Johnny's elder brother Abhay (Ronit Roy) is Megha's brother-in-law. She holds responsible for the death of her sister and a niece. Abhay's surviving daughter, a mentally disturbed schoolgirl who needs constant psychological monitoring, is a key player in the story. So is her therapist Ranjana (Prachi Shah) – a character who did not exist in the original story, certainly not in the avatar she dons here, is also accorded considerable play.

Megha cannot stand Abhay and tries everything in her power to keep her niece Anya away from the man. Johnny feels for his elder brother and strives to convince Megha to have the restraining order against Abhay lifted.
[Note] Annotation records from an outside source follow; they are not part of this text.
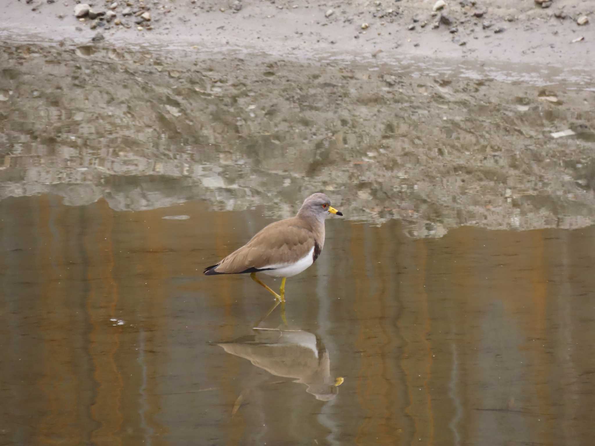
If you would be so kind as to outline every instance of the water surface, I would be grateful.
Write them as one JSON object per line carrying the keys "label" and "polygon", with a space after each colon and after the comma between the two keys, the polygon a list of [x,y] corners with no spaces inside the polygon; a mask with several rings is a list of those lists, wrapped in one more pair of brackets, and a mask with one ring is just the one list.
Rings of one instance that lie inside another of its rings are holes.
{"label": "water surface", "polygon": [[593,227],[415,240],[334,218],[287,325],[277,307],[255,330],[268,293],[201,272],[261,208],[61,202],[0,202],[2,444],[593,438]]}

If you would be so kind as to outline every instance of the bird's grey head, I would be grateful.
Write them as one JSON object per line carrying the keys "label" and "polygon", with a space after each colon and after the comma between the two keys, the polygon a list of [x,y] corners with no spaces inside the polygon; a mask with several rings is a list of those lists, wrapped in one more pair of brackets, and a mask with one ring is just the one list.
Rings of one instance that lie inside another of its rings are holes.
{"label": "bird's grey head", "polygon": [[312,194],[304,200],[303,204],[298,212],[298,215],[314,216],[321,221],[324,221],[331,213],[343,215],[343,213],[331,206],[331,200],[328,197],[320,192]]}

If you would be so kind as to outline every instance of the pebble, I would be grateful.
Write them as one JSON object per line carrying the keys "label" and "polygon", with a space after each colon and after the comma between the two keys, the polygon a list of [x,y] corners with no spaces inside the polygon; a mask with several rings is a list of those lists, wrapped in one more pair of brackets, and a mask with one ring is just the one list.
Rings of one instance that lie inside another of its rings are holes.
{"label": "pebble", "polygon": [[444,14],[441,14],[439,19],[440,23],[443,25],[446,25],[446,26],[450,26],[452,24],[452,20],[450,20],[450,17],[448,15],[445,15]]}
{"label": "pebble", "polygon": [[86,3],[80,3],[74,7],[74,17],[84,17],[90,10],[91,7]]}
{"label": "pebble", "polygon": [[432,8],[432,11],[440,11],[445,6],[446,6],[446,2],[445,2],[444,0],[438,0],[437,2],[434,4],[434,7]]}
{"label": "pebble", "polygon": [[95,12],[93,10],[89,10],[89,18],[90,18],[92,20],[105,15],[105,11],[99,11],[98,12]]}

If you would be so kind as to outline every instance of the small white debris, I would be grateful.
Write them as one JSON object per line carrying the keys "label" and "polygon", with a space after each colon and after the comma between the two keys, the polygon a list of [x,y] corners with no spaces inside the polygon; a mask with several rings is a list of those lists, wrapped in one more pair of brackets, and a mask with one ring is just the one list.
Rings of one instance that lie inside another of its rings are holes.
{"label": "small white debris", "polygon": [[74,7],[74,16],[76,17],[84,17],[89,14],[91,7],[86,3],[81,3]]}
{"label": "small white debris", "polygon": [[550,133],[553,138],[561,138],[562,136],[572,136],[572,135],[577,134],[574,131],[572,131],[569,128],[567,128],[565,130],[562,130],[562,131],[555,131],[553,133]]}
{"label": "small white debris", "polygon": [[586,25],[589,23],[589,18],[586,15],[581,15],[578,19],[577,19],[577,24],[578,25]]}
{"label": "small white debris", "polygon": [[435,12],[437,11],[440,11],[445,6],[446,6],[446,2],[445,2],[444,0],[438,0],[437,2],[434,4],[434,7],[432,8],[432,11]]}

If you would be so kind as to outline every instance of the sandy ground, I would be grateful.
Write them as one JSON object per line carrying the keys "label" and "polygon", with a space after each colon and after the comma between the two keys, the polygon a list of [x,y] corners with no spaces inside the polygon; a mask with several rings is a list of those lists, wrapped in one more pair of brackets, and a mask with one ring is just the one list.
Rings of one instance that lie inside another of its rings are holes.
{"label": "sandy ground", "polygon": [[327,190],[414,237],[595,222],[593,2],[118,0],[106,23],[46,1],[0,6],[0,199],[284,217]]}
{"label": "sandy ground", "polygon": [[[454,58],[595,68],[595,2],[590,0],[554,0],[546,8],[534,0],[449,0],[436,12],[434,0],[90,2],[95,12],[113,11],[115,15],[109,22],[107,16],[77,18],[73,11],[77,2],[4,0],[0,5],[0,38],[69,38],[80,43],[101,32],[105,42],[116,45],[148,44],[197,52],[374,57],[389,62]],[[123,15],[127,7],[133,15]],[[135,16],[136,11],[149,12],[151,21],[135,23],[142,21]],[[583,16],[590,23],[578,24]],[[572,43],[580,37],[583,39]]]}

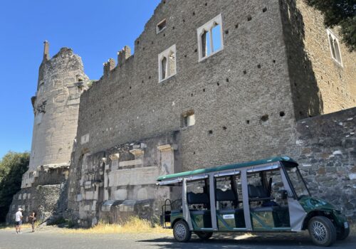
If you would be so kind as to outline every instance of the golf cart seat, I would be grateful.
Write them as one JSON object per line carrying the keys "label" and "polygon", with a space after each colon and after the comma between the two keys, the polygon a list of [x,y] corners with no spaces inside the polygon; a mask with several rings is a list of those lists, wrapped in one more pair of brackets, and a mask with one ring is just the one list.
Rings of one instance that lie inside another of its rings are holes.
{"label": "golf cart seat", "polygon": [[216,189],[216,201],[236,201],[235,194],[231,189],[227,189],[223,191],[220,189]]}
{"label": "golf cart seat", "polygon": [[273,198],[267,195],[267,191],[263,186],[248,184],[248,200],[250,201],[270,201]]}

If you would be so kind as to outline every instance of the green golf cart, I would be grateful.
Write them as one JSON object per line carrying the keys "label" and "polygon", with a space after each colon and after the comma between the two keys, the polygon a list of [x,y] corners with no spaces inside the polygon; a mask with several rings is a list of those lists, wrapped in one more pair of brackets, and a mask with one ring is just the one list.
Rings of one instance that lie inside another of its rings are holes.
{"label": "green golf cart", "polygon": [[159,176],[174,201],[162,206],[161,224],[174,238],[188,241],[218,232],[298,232],[308,229],[317,245],[346,238],[345,216],[310,196],[298,164],[273,157]]}

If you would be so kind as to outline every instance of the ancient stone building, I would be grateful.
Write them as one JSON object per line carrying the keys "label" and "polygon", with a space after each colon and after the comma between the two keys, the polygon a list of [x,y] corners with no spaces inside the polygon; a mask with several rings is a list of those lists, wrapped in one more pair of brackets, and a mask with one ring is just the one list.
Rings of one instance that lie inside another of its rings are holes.
{"label": "ancient stone building", "polygon": [[82,95],[72,214],[90,226],[155,213],[172,194],[159,174],[303,161],[297,121],[356,105],[355,53],[337,33],[303,1],[162,1],[135,55],[124,48]]}
{"label": "ancient stone building", "polygon": [[[22,207],[38,211],[41,219],[66,208],[66,179],[78,124],[80,97],[88,80],[81,58],[63,48],[52,58],[44,42],[36,96],[30,165],[21,191],[14,196],[8,220]],[[58,200],[62,196],[61,203]],[[64,201],[63,201],[64,200]]]}
{"label": "ancient stone building", "polygon": [[162,0],[81,95],[66,217],[150,218],[159,175],[281,154],[356,217],[355,54],[323,23],[303,0]]}

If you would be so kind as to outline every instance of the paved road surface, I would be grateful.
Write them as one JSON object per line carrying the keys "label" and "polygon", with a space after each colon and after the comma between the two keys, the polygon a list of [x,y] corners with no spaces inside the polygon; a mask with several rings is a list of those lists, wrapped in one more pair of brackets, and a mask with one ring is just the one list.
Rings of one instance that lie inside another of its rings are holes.
{"label": "paved road surface", "polygon": [[[307,234],[260,235],[255,238],[234,239],[214,237],[201,243],[193,238],[188,243],[178,243],[169,236],[157,235],[84,235],[63,233],[59,229],[41,231],[33,233],[24,230],[16,234],[14,231],[0,230],[0,249],[175,249],[175,248],[211,248],[211,249],[247,249],[247,248],[319,248],[314,246]],[[356,245],[356,238],[348,238],[337,241],[331,248],[352,248]]]}

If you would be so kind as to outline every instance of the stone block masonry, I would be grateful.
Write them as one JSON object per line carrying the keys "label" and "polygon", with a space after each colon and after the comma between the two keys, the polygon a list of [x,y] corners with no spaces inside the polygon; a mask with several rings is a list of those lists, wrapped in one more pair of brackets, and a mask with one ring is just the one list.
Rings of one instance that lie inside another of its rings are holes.
{"label": "stone block masonry", "polygon": [[[221,49],[203,53],[206,44],[199,43],[197,32],[214,25]],[[127,213],[117,212],[132,211],[138,200],[153,198],[158,205],[158,196],[146,194],[154,191],[152,179],[160,172],[147,162],[157,152],[132,141],[169,132],[175,133],[179,158],[173,161],[174,172],[282,154],[306,164],[296,142],[305,134],[298,120],[355,106],[355,53],[340,47],[341,68],[328,53],[328,41],[321,14],[302,1],[162,1],[135,41],[135,55],[125,47],[117,65],[109,59],[103,77],[81,95],[81,142],[73,154],[69,183],[73,215],[88,226],[99,218],[119,221]],[[345,97],[339,96],[341,85]],[[192,125],[187,125],[188,115],[194,115]],[[337,130],[334,139],[342,137]],[[126,157],[117,144],[130,144]],[[108,151],[118,156],[100,164]],[[97,158],[96,169],[85,163],[87,158]],[[315,175],[308,174],[315,189]],[[322,180],[318,188],[328,184]],[[156,191],[161,197],[174,194]],[[350,203],[347,194],[342,196]]]}
{"label": "stone block masonry", "polygon": [[[51,58],[45,41],[37,91],[31,98],[35,117],[29,169],[23,175],[22,190],[14,199],[8,222],[12,222],[18,206],[25,206],[25,213],[36,211],[41,220],[66,208],[79,101],[88,80],[79,56],[63,48]],[[26,193],[28,198],[20,198]]]}
{"label": "stone block masonry", "polygon": [[90,88],[46,42],[23,188],[68,184],[59,206],[89,226],[157,215],[177,194],[159,174],[288,155],[356,218],[355,53],[341,43],[336,61],[327,32],[302,0],[162,0]]}
{"label": "stone block masonry", "polygon": [[356,108],[299,120],[293,157],[312,194],[356,218]]}

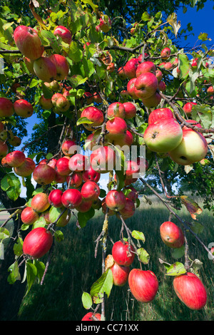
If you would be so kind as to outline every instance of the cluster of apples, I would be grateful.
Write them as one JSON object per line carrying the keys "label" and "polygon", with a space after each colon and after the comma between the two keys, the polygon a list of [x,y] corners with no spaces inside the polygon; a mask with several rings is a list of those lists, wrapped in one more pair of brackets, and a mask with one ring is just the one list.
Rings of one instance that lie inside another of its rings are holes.
{"label": "cluster of apples", "polygon": [[[160,225],[160,234],[162,241],[170,248],[180,248],[184,244],[181,228],[171,221],[166,221]],[[194,273],[186,272],[175,276],[173,287],[178,297],[190,309],[201,309],[206,304],[206,289]]]}

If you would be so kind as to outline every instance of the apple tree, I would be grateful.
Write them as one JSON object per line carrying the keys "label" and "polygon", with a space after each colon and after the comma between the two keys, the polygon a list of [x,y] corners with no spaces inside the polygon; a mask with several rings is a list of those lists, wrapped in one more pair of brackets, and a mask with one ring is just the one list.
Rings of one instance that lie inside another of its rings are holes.
{"label": "apple tree", "polygon": [[[198,237],[196,217],[203,210],[172,186],[205,180],[203,193],[211,206],[214,53],[208,35],[201,34],[201,44],[185,51],[170,38],[176,40],[180,28],[175,13],[163,21],[160,11],[143,11],[127,26],[91,0],[50,2],[47,8],[32,0],[22,15],[6,4],[1,9],[0,192],[10,215],[0,227],[1,280],[6,287],[1,298],[16,289],[22,297],[35,280],[43,283],[54,243],[63,243],[71,216],[83,230],[99,210],[103,225],[95,248],[101,249],[102,275],[82,292],[90,310],[84,319],[105,319],[113,285],[128,282],[143,303],[156,299],[158,279],[147,268],[152,255],[146,232],[127,223],[138,215],[138,185],[168,210],[168,219],[159,222],[160,237],[178,261],[160,262],[175,294],[189,308],[203,308],[207,292],[188,257],[190,234],[212,262]],[[23,142],[35,115],[38,123]],[[106,174],[103,189],[99,181]],[[178,215],[182,205],[194,225]],[[106,254],[112,216],[121,230]],[[138,269],[131,267],[134,259]]]}

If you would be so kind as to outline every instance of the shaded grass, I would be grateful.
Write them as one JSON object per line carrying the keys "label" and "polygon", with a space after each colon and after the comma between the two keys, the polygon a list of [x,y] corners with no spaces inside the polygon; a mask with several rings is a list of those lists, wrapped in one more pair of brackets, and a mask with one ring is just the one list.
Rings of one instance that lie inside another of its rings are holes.
{"label": "shaded grass", "polygon": [[[191,311],[175,296],[173,289],[173,278],[165,276],[165,270],[159,258],[173,264],[178,259],[172,257],[171,250],[161,241],[160,225],[168,220],[168,211],[159,202],[153,201],[152,206],[141,202],[134,216],[126,220],[131,230],[143,232],[146,242],[143,247],[151,256],[143,269],[151,269],[157,276],[159,289],[156,297],[150,304],[138,303],[128,290],[128,284],[123,287],[113,287],[110,297],[106,299],[107,320],[125,321],[193,321],[213,320],[213,262],[194,237],[188,234],[191,259],[198,259],[203,263],[200,271],[201,279],[207,288],[208,299],[201,311]],[[180,215],[180,213],[179,213]],[[190,220],[190,215],[182,210],[182,217]],[[73,320],[79,321],[87,311],[83,307],[81,294],[90,292],[92,284],[101,275],[101,248],[94,257],[95,240],[101,232],[103,215],[100,212],[91,220],[86,227],[77,230],[76,220],[63,229],[64,241],[56,243],[53,258],[44,284],[35,283],[29,294],[23,299],[19,320]],[[175,220],[173,220],[176,223]],[[214,242],[213,217],[208,210],[200,215],[200,222],[204,226],[200,234],[205,245]],[[110,217],[109,236],[116,242],[119,239],[121,222]],[[111,252],[109,241],[107,254]],[[45,262],[45,259],[43,259]],[[178,259],[184,262],[183,258]],[[139,268],[135,259],[131,268]]]}

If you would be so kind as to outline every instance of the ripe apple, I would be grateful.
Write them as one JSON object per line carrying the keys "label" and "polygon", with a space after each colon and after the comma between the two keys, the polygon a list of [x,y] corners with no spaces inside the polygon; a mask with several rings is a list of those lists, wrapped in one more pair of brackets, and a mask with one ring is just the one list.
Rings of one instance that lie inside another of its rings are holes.
{"label": "ripe apple", "polygon": [[135,105],[130,101],[123,103],[125,109],[125,120],[134,118],[137,113],[137,109]]}
{"label": "ripe apple", "polygon": [[9,166],[15,168],[21,165],[25,158],[25,154],[22,151],[14,150],[6,155],[6,162]]}
{"label": "ripe apple", "polygon": [[33,225],[39,217],[39,214],[31,207],[25,207],[21,213],[21,220],[25,225]]}
{"label": "ripe apple", "polygon": [[122,191],[111,190],[106,196],[106,204],[110,210],[118,212],[124,208],[126,196]]}
{"label": "ripe apple", "polygon": [[48,195],[44,192],[36,193],[32,197],[31,207],[38,213],[45,212],[50,207]]}
{"label": "ripe apple", "polygon": [[173,118],[148,125],[143,136],[145,144],[149,150],[162,153],[177,148],[182,138],[182,128]]}
{"label": "ripe apple", "polygon": [[189,309],[198,310],[206,304],[206,289],[196,274],[187,272],[175,277],[173,287],[178,297]]}
{"label": "ripe apple", "polygon": [[128,282],[130,268],[122,267],[114,262],[110,268],[113,275],[113,284],[115,286],[123,287]]}
{"label": "ripe apple", "polygon": [[14,32],[14,42],[21,53],[31,61],[39,58],[44,48],[36,30],[26,26],[18,26]]}
{"label": "ripe apple", "polygon": [[0,98],[0,117],[9,118],[15,113],[14,104],[7,98]]}
{"label": "ripe apple", "polygon": [[61,202],[64,207],[69,209],[76,208],[82,201],[82,195],[76,188],[68,188],[66,190],[62,196]]}
{"label": "ripe apple", "polygon": [[72,40],[72,34],[67,28],[63,26],[57,26],[54,31],[55,36],[58,35],[63,42],[70,44]]}
{"label": "ripe apple", "polygon": [[14,103],[16,114],[21,118],[30,118],[33,115],[32,105],[25,99],[16,100]]}
{"label": "ripe apple", "polygon": [[174,114],[170,108],[163,108],[154,109],[149,114],[148,124],[154,123],[156,121],[165,118],[175,118]]}
{"label": "ripe apple", "polygon": [[160,227],[162,241],[170,248],[180,248],[184,243],[184,236],[180,227],[171,221],[165,221]]}
{"label": "ripe apple", "polygon": [[158,81],[155,74],[146,72],[141,74],[135,82],[136,95],[141,99],[153,96],[158,88]]}
{"label": "ripe apple", "polygon": [[150,270],[133,269],[128,275],[128,284],[131,293],[141,302],[152,302],[158,289],[158,281]]}
{"label": "ripe apple", "polygon": [[183,109],[186,114],[190,114],[192,112],[193,105],[197,105],[197,103],[187,103],[183,105]]}
{"label": "ripe apple", "polygon": [[108,131],[108,137],[110,138],[121,138],[126,135],[127,124],[125,120],[116,116],[106,122],[106,128]]}
{"label": "ripe apple", "polygon": [[136,77],[139,77],[141,74],[145,73],[146,72],[151,72],[153,74],[156,74],[156,66],[153,62],[151,61],[146,61],[141,63],[136,69]]}
{"label": "ripe apple", "polygon": [[130,267],[136,257],[134,249],[131,244],[128,245],[128,242],[125,241],[116,242],[112,247],[111,254],[113,260],[123,267]]}
{"label": "ripe apple", "polygon": [[84,182],[81,193],[86,200],[93,201],[98,198],[101,190],[96,182],[89,180]]}
{"label": "ripe apple", "polygon": [[51,83],[56,77],[56,67],[49,57],[41,56],[34,62],[34,71],[39,79]]}
{"label": "ripe apple", "polygon": [[70,157],[63,156],[57,160],[56,163],[56,170],[61,175],[68,175],[71,173],[71,170],[68,166]]}
{"label": "ripe apple", "polygon": [[95,313],[94,316],[93,316],[93,313],[92,311],[89,311],[83,317],[81,321],[101,321],[101,314],[100,314],[99,313]]}
{"label": "ripe apple", "polygon": [[88,130],[93,131],[93,126],[101,125],[104,120],[104,116],[103,112],[93,106],[88,106],[85,108],[81,114],[81,118],[87,118],[90,121],[92,121],[92,123],[83,123],[83,126]]}
{"label": "ripe apple", "polygon": [[58,81],[65,79],[69,73],[69,66],[66,57],[58,53],[54,53],[49,56],[49,58],[55,64],[56,68],[56,75],[54,78]]}
{"label": "ripe apple", "polygon": [[55,178],[55,170],[47,164],[39,164],[33,172],[33,178],[39,185],[51,184]]}
{"label": "ripe apple", "polygon": [[106,173],[112,171],[116,164],[116,153],[109,146],[101,146],[94,150],[90,156],[91,165],[94,171]]}
{"label": "ripe apple", "polygon": [[35,162],[31,158],[26,157],[21,165],[14,168],[14,170],[16,175],[21,177],[28,177],[34,171],[35,168]]}
{"label": "ripe apple", "polygon": [[170,158],[180,165],[189,165],[205,158],[208,143],[205,137],[192,129],[183,130],[183,138],[173,150],[168,150]]}
{"label": "ripe apple", "polygon": [[107,110],[107,115],[109,117],[118,116],[118,118],[125,118],[125,108],[122,103],[112,103],[109,105]]}
{"label": "ripe apple", "polygon": [[32,230],[23,242],[23,252],[33,258],[41,258],[51,249],[53,235],[44,227]]}
{"label": "ripe apple", "polygon": [[136,77],[136,69],[138,66],[139,61],[138,58],[133,58],[128,61],[125,66],[125,73],[126,78],[132,79]]}
{"label": "ripe apple", "polygon": [[56,208],[62,207],[61,196],[63,191],[59,188],[52,190],[49,195],[49,202],[51,206]]}
{"label": "ripe apple", "polygon": [[166,60],[171,54],[171,51],[169,48],[166,47],[161,50],[160,56],[163,60]]}

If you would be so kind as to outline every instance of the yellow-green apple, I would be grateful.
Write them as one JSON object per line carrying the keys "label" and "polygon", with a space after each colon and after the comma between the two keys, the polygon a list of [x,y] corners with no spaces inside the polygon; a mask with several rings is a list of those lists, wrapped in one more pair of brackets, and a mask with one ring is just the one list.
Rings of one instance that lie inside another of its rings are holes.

The family drama isn't what Forensic is about. It is about the shufting dynamics between two law enforcement officials looking for the “birthday serial killer”, who, Johnny infers after conclusive forensic tests, is a child aged 10 to 12 years. Megha is sceptical about that theory and chooses to chase a dwarf instead – another plot twist that did not exist in the Malayalam film.

Like in Akhil Paul and Anas Khan's Forensic, the name of the real-life Amarjeet Sada of Bihar's Begusarai crops up. The forensic expert informs the cops that the eight-year-old boy who killed three, including his own baby sister, is the youngest serial killer ever.

The focus here is not squarely on mental illness as an essential cause of criminal conduct. The film tries without success to take the story beyond just twisted motives and seek out mind-bending terrain. Too clever by half, Forensic is a cinematic equivalent of a murder, actually several murders, most foul.